Over the years I read various resources about nature journaling with guidelines and ideals that made it unattainable for us, especially because I had not developed any skill in this area. But starting with simple supplies, small tasks, and realistic expectations has (finally) made nature journaling not only a sustainable but also a beautiful part of our homeschool.
You can start with just a pencil and a journal. Choose a hardback journal with unlined paper that lays flat and is not spiral bound, which tears easily. It’s important to start with a good size—large journals can overwhelm with the tyranny of the blank page. You do not need specialized paper; I bought our journals for roughly six dollars apiece. If you want to add color, Prismacolor colored pencils are an easy choice. If you want to watercolor, basic Crayola watercolors work fine for younger students. However, these pigments are colors that are not often found in nature. As kids get older and want their journals to resemble the natural world more closely, basic watercolor sets are frustrating. Windsor and Newton make a Cotman Sketchers Pocket Set with twelve beautiful, naturally occurring colors. I gave these to my kids as a Christmas present, and they have lasted for many years. In a school setting, these would be more of an investment, but a school could reasonably purchase a few class sets for teachers to share.
Going (or worse, sending) kids outside and saying, “Do a nature journal,” or even “Do a nature journal of a tree in this area,” does not work well. For beginners, this is vague and frustrating. This year, I discovered John Muir Laws’ Nature Journal Connection videos. He has many tutorials on his YouTube channel, but this series is particularly geared towards teaching children nature journaling. Each of the videos is ten to fifteen minutes long and teaches a particular nature journaling skill.
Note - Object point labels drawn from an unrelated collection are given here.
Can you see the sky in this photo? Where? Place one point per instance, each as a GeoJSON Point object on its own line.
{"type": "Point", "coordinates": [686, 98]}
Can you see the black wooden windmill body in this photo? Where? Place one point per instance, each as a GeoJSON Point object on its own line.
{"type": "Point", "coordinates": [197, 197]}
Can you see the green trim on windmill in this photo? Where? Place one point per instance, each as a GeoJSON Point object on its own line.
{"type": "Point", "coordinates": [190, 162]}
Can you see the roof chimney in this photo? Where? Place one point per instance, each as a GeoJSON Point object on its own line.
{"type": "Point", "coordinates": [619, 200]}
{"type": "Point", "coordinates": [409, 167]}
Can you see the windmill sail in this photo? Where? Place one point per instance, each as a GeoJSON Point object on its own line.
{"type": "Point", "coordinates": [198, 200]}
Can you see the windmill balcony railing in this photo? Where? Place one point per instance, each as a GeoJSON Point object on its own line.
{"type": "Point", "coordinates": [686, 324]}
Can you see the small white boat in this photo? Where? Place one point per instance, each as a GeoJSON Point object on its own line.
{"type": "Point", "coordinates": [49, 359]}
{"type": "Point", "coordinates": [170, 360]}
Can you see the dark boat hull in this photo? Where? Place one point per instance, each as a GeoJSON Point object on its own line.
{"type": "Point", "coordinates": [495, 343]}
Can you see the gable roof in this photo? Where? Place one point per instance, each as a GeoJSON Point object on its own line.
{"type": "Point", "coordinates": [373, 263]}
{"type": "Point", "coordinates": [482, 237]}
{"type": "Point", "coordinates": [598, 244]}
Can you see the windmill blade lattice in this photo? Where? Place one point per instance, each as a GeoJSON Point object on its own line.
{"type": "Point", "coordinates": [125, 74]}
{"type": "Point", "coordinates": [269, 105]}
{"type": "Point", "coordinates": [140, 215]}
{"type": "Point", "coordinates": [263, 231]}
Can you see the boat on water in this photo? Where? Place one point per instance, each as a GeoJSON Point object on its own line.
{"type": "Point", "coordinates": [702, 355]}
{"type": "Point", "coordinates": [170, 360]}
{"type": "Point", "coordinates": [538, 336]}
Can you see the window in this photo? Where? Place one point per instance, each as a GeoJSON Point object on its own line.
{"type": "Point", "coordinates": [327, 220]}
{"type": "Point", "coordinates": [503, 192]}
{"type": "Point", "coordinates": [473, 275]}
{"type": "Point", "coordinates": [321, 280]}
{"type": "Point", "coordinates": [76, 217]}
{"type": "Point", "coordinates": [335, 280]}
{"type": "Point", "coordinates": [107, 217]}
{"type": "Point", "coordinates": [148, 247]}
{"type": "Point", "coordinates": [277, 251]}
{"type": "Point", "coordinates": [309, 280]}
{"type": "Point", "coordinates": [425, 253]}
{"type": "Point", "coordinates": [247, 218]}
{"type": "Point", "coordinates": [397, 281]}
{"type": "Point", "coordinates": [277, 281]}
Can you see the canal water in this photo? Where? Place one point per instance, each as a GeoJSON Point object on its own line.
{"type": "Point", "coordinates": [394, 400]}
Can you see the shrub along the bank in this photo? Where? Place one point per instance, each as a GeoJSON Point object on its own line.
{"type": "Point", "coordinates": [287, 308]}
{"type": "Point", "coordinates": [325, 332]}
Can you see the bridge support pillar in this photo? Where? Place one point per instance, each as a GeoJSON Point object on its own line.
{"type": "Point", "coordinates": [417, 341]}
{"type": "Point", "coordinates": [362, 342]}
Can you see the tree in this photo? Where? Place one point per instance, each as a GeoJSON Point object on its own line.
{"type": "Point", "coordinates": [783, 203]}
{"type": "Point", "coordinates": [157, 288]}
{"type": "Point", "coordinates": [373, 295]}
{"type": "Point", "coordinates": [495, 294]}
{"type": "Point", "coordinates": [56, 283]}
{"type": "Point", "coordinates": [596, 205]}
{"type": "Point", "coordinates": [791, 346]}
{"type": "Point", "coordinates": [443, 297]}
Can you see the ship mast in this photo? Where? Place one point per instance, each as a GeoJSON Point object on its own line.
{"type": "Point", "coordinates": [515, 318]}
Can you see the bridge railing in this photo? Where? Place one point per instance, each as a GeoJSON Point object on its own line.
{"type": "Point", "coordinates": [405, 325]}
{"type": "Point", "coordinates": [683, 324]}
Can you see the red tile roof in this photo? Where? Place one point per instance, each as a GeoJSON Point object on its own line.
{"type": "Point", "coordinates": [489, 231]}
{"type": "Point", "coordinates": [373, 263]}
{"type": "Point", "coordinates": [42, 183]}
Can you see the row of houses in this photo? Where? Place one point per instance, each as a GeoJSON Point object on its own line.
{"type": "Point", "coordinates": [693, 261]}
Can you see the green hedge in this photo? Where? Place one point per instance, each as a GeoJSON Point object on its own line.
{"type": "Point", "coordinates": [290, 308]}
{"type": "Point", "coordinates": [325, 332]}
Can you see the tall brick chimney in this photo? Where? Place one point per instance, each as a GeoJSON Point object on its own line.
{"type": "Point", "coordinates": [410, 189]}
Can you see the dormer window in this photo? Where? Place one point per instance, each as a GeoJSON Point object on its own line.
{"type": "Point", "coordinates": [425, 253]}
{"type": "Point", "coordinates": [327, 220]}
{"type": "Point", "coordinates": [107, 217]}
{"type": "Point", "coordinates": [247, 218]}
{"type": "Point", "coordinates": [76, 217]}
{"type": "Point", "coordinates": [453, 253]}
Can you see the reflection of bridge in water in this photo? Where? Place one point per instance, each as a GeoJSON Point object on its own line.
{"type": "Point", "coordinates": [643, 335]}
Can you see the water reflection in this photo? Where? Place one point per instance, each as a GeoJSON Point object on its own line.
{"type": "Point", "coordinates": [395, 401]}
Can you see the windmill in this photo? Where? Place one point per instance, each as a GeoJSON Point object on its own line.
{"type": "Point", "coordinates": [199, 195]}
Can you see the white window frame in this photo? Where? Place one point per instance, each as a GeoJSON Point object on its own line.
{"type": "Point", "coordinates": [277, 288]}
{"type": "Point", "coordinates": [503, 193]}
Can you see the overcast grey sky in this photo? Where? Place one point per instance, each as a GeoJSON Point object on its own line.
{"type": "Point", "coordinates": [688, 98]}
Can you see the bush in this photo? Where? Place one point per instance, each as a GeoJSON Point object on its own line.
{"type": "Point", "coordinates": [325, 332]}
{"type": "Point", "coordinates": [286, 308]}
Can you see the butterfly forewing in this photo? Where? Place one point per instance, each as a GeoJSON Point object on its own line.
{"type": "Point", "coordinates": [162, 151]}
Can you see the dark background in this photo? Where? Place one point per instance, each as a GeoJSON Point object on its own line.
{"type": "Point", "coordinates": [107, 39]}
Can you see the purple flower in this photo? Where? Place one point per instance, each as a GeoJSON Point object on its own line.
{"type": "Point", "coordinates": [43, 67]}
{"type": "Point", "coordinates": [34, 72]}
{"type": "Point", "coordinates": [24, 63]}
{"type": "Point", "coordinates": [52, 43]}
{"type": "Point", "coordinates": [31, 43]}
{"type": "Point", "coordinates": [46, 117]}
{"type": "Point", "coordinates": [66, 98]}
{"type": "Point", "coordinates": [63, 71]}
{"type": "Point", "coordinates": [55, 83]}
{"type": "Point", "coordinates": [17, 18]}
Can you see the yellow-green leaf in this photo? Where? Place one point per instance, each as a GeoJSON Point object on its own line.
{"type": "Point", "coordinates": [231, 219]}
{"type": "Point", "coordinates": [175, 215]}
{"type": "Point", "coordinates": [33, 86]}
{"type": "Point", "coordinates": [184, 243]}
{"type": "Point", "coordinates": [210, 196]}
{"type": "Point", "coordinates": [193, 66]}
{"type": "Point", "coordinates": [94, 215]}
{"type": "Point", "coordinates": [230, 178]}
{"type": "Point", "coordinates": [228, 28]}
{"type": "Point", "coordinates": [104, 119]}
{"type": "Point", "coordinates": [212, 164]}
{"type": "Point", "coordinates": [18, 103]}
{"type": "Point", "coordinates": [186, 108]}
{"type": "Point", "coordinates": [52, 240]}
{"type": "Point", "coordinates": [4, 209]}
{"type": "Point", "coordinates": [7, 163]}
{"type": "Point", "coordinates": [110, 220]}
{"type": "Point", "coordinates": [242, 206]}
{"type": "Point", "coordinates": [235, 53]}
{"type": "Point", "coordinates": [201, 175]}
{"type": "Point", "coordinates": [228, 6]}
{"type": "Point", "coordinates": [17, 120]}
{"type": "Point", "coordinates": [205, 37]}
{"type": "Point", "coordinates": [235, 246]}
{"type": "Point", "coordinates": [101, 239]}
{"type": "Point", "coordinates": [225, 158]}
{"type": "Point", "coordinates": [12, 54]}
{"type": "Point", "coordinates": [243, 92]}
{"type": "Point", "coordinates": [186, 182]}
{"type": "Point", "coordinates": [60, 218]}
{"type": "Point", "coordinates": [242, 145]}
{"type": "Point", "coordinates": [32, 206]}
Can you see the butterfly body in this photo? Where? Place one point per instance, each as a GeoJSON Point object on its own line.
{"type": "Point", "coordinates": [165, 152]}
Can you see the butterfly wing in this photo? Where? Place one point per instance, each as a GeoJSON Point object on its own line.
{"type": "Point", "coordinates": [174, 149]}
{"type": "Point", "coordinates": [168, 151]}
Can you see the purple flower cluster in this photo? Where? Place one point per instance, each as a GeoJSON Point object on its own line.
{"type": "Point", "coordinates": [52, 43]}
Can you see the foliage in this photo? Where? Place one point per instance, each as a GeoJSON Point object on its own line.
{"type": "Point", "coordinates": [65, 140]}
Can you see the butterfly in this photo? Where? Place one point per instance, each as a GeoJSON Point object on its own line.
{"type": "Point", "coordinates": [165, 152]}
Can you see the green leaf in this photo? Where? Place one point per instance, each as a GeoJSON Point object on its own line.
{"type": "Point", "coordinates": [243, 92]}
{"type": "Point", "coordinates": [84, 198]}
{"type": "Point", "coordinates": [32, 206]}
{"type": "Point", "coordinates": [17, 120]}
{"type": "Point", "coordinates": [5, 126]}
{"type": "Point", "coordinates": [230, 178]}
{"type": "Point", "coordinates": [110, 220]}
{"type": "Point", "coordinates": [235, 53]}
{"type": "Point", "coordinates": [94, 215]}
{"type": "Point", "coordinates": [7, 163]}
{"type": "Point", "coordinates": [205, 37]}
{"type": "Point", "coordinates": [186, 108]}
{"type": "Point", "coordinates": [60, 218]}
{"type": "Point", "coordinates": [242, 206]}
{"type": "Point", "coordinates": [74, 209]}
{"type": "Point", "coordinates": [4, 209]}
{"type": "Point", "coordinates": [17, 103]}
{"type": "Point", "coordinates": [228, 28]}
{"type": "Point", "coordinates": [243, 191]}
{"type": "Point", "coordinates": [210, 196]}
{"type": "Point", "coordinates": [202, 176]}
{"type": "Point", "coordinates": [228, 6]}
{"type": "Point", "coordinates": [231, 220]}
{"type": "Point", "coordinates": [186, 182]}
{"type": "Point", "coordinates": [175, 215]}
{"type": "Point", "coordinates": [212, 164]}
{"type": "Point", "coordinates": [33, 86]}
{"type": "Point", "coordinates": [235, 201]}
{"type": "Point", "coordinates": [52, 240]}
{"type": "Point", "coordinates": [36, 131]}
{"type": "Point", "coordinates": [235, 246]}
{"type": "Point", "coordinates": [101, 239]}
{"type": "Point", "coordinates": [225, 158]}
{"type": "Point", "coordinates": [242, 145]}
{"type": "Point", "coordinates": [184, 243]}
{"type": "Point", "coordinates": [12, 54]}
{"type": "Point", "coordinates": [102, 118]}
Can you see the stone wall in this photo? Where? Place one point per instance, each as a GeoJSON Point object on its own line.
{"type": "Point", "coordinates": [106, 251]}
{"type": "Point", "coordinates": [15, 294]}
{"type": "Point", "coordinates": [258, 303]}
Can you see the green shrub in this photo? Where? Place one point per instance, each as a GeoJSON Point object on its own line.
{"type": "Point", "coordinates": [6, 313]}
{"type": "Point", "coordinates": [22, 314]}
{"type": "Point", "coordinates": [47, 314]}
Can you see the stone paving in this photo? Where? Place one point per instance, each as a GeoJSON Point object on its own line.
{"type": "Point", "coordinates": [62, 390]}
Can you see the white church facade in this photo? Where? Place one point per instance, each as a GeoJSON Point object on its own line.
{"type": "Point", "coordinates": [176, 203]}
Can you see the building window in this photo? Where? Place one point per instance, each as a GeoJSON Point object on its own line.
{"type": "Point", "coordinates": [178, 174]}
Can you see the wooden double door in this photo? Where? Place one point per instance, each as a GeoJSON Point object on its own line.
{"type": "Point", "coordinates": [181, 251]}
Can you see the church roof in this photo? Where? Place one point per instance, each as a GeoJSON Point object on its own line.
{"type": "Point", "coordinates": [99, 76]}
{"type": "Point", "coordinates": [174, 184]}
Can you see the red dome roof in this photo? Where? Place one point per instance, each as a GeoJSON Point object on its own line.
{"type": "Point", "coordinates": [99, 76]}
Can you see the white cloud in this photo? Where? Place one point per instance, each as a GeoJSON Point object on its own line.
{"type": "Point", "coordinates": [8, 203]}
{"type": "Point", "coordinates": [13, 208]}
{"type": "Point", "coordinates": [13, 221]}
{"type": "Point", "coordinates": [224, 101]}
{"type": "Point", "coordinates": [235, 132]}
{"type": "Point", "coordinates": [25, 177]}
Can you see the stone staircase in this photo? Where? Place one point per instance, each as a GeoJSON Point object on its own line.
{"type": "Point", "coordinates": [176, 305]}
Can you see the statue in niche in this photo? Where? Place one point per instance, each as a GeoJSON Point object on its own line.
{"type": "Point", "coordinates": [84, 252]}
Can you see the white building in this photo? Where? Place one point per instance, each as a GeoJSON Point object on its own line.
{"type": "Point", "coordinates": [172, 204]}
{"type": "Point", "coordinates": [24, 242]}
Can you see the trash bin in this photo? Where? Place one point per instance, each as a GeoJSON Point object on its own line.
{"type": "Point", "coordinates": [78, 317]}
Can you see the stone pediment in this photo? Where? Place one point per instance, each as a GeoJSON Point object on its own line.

At the end of the video, Laws gives an exercise for the students to go and do. Of the videos we have seen so far, these exercises are suitable for a backyard or small green space on school grounds. It is important to do nature journals with your students. If you have a kindergarten class in a formal school setting, this might be unrealistic. But this could be solved by partnering with older students during a special “nature journal buddy” time.
The idea that you have to take a special trip to do a nature journal is not only unnecessary, it’s also a hindrance. Countless times I have taken my kids to a wildlife preserve and our journals have not left our bags because my kids want to play and explore. I have found that it builds their observation skills and sense of wonder to go into our yard time after time and observe something that we have not noticed before. When Florida weather becomes tolerable in the fall, we often take nature walks at a park near our home. It is a familiar place where we can observe the changes over the seasons and years (and get extraordinarily muddy).
For those who worry that classical education neglects the sciences, nature journaling develops fundamental skills crucial for later scientific study. In Abolition of Man, C. S. Lewis expresses hope for a “new” Natural Philosophy which realizes that artificial and abstracted views of nature are a view, not reality. But the special beauty of nature journaling is that it allows us an unmediated gaze into God’s grandeur, “because the Holy Ghost over the bent world broods with warm breast and with ah! Bright wings.”